I needed four more to add to my 8 to get the right balance. I called my ‘battery’ friend.

I was in luck. He had 16 good batteries he was just holding for guys like me. So, I told the folks up here about the other 12.

“Yeah. Please. I need some. Could you get me (2, 4, 8 or one)” depending on the neighbour. So, I ordered all 16.

These puppies are not your basic ‘car’ battery. Each one weighs 150 pounds and is three times the size of a ‘car’ battery. 16 of them weigh over 2300 pounds. Twenty three hundred pounds is stretching the ‘lifting’ capacity of the barge we employ.

By a miracle of cooperation, kindness and professionalism (battery buddy) all 16 batteries got to the pick-up terminal in Vancouver where a ‘hauler’ then picked them up and dropped them off at the barge just North of town at Menzies Bay (Campbell River). The barge guys loaded them on and went about their ports-of-call for a few days and then dropped them on the dock at Surge Narrows.

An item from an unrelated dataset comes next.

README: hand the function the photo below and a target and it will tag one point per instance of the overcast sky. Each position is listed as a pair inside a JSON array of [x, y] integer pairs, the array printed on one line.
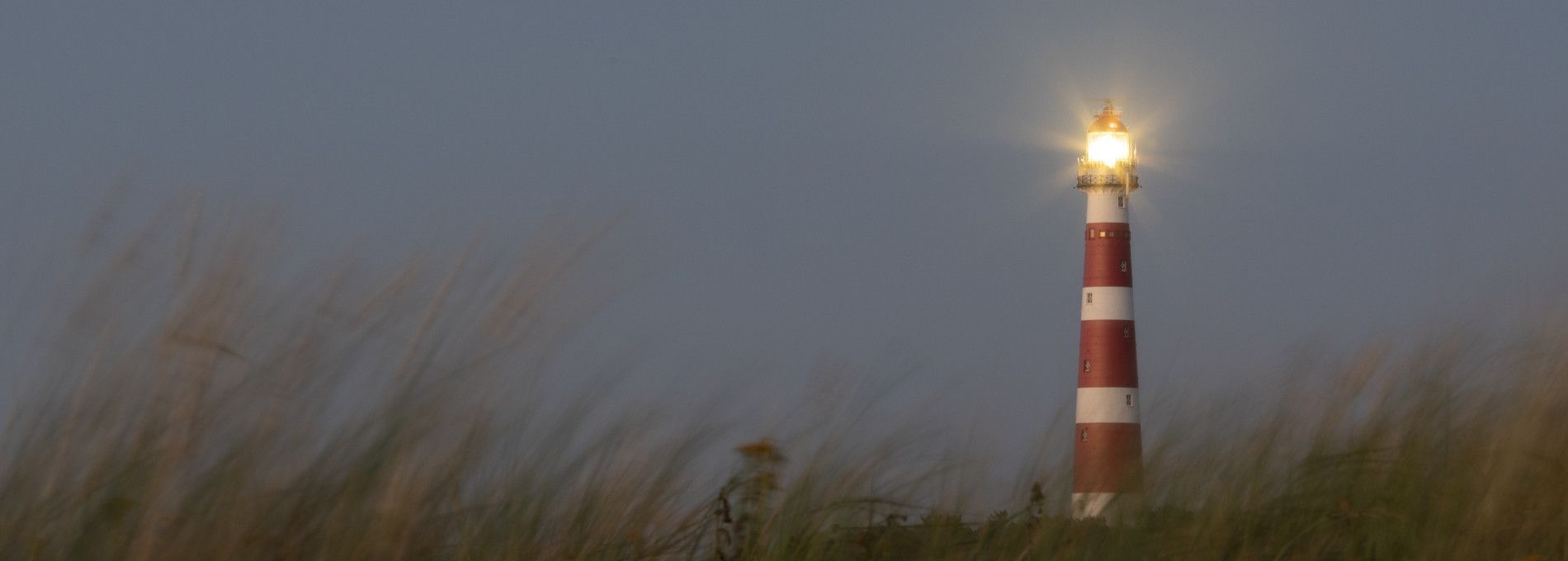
[[877, 181]]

Elapsed time: five days. Cost: a few hundred dollars. Efficiency and ease: priceless.

Once on the dock, it is every man/woman for themselves. Sal and I hauled the four we wanted down on to my boat and took them to our house. Getting those batteries up the hill will be a challenge. But I’ll rig up something using the funicular or the high-line. We are good.

“Hey! I heard you got a good deal on batteries, Dave. Man, I wished I had heard about that! I really need some. Can you get some more?”

“Well, I can try. My buddy doesn’t always have them, ya know. But I’ll put in the request. We pretty much have to order 16 at a time, tho. Doesn’t make sense due to the cost of shipping to order less. How many you want?”

“Well, uh……….gee………..like………one?”

“That’s OK. If 15 others come forward (at this writing, I already have seven more spoken for), we’ll put in the request.”

By the end of July they might – if my battery buddy has some – get here.

And that is how things get done out here. Slowly. But the slowness is at our end – not the supplier nor the carrier. The ‘pros’ in the city, in the trucking and on the barge are fabulous. It’s us. We are a bit slow on the decision-making and final-stage assembly. That is why – when things take a long time – it’s called ‘Island Time.’